Bones, Muscles, Strength, and Belly Dancing

Ruthy Alon, one of Dr. Feldenkrais’s first students, said this about strength training:

“When you talk about strength, you think about muscles; I think about alignment of bones. When you arrange the bones, the muscles will know exactly the measure they need to invest….”

Walking the dogs today, I thought of what Ruthy said. Muscles get blamed a lot. When there’s pain, I often hear:  it’s my periformis, or my QL, or my psoas. When a dog pulls the leash and I get yanked, it would be easy to focus on my shoulder and think I am not strong enough.
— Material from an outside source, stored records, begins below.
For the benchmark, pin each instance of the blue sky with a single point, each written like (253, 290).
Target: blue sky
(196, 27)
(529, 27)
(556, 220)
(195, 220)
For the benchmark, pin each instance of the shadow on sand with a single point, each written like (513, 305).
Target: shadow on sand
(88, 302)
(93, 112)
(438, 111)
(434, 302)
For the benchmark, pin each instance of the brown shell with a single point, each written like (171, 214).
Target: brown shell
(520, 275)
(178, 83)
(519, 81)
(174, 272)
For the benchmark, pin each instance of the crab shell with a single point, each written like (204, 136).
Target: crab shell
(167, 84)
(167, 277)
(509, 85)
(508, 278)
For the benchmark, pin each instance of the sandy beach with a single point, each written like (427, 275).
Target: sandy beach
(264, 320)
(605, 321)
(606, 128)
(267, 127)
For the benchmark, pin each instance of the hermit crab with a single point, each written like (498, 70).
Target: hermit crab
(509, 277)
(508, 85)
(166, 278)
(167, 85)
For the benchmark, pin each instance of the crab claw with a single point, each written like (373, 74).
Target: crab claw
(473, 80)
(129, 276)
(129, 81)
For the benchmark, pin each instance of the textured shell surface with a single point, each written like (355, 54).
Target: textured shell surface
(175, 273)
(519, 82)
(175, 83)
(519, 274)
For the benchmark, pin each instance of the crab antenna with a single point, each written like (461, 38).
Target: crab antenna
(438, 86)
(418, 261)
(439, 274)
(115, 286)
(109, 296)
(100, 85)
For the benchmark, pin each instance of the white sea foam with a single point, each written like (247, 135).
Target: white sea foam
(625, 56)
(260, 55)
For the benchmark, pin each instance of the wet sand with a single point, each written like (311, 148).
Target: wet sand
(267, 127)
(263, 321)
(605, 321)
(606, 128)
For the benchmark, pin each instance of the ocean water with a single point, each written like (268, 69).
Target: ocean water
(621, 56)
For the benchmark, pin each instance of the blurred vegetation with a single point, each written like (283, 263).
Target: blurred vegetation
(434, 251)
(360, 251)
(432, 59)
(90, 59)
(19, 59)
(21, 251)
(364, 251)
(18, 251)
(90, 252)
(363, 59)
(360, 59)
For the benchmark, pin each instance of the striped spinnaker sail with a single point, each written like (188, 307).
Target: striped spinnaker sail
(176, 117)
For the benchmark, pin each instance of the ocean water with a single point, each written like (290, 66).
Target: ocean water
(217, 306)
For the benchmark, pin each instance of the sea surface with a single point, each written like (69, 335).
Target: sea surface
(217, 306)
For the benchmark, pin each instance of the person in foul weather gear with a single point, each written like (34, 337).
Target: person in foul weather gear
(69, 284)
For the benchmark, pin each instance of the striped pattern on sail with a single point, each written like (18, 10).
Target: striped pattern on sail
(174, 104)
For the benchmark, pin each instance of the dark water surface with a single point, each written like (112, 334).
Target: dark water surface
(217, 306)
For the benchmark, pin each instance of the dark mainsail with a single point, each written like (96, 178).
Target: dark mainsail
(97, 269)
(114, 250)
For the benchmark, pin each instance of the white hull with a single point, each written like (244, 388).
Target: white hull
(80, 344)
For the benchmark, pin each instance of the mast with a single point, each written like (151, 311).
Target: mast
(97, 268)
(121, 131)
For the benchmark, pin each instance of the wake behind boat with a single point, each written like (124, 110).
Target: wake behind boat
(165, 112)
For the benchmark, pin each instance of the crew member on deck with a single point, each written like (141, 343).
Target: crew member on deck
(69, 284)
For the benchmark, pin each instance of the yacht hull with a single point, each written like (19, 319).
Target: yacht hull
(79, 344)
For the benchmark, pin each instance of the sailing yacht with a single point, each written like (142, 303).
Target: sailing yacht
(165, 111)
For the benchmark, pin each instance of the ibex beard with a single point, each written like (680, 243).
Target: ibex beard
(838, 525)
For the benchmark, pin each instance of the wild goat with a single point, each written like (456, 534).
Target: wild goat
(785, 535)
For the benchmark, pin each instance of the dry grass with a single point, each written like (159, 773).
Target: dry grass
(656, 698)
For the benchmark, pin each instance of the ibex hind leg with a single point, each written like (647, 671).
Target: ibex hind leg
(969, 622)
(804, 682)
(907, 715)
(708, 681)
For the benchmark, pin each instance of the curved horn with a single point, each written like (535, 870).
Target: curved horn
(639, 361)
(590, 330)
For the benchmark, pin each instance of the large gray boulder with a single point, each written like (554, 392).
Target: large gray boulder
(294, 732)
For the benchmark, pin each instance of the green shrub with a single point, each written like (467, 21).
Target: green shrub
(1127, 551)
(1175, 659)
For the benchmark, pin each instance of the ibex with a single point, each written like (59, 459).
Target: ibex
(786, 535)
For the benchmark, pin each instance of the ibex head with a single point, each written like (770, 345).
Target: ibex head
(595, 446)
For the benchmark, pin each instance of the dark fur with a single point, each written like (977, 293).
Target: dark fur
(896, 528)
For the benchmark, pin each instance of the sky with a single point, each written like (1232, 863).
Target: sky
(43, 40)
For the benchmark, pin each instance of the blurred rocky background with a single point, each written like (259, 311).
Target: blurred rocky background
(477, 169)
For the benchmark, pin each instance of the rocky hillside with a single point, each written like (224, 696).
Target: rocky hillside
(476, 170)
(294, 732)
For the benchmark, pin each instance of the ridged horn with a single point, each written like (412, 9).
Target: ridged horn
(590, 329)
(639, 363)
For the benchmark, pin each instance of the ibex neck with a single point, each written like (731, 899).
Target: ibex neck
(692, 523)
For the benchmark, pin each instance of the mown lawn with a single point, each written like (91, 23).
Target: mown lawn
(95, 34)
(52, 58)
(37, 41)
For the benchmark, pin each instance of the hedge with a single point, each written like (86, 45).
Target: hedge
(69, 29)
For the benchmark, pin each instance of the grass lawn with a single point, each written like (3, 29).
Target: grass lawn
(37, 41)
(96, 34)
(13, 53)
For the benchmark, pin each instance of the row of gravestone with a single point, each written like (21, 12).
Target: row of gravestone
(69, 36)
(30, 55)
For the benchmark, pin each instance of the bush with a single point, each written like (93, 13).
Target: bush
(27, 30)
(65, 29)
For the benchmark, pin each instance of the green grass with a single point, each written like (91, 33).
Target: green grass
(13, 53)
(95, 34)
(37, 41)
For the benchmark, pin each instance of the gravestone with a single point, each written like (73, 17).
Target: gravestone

But this approach is wrong-headed and almost certainly futile. There are somewhere between 640 and 850 muscles in the human body and their structures are complex. The connections between muscles and the ways multiple muscles are recruited adds to the complexity.

The skeleton, on the other hand, is simple in outline and easy to grasp. The muscles are the servants of the bones. When you set up to lift a heavy weight you are, consciously or unconsciously, arranging your skeleton in a functional form. The better you are at arranging your skeleton the more you can lift without pain or injury.

Of course bones cannot move without muscles, but Dr. Feldenkrais used the bones as a starting point or cue for movement, rather than the muscles. Muscles, he said, are not smart. Your nervous is, however, brilliant and will recruit the right muscles at the right time, if given the right conditions.

Unfortunately, there is such a focus on muscles and strengthening muscles that we’ve ended up with gyms full of machines that require you to sit down while you “isolate” and exercise a muscle. Seated at the machine, your relationship with gravity doesn’t allow all of you to be involved in a functional way. You are back to the dog yanking the leash, thinking there’s something wrong with your shoulder or arm.

We need our muscles to be intelligent more than we need them to be stronger. Muscles can sometimes be flexible, sometimes loose, sometimes tight.

We need movement education that allows us to perform. That’s what Feldenkrais lessons are all about.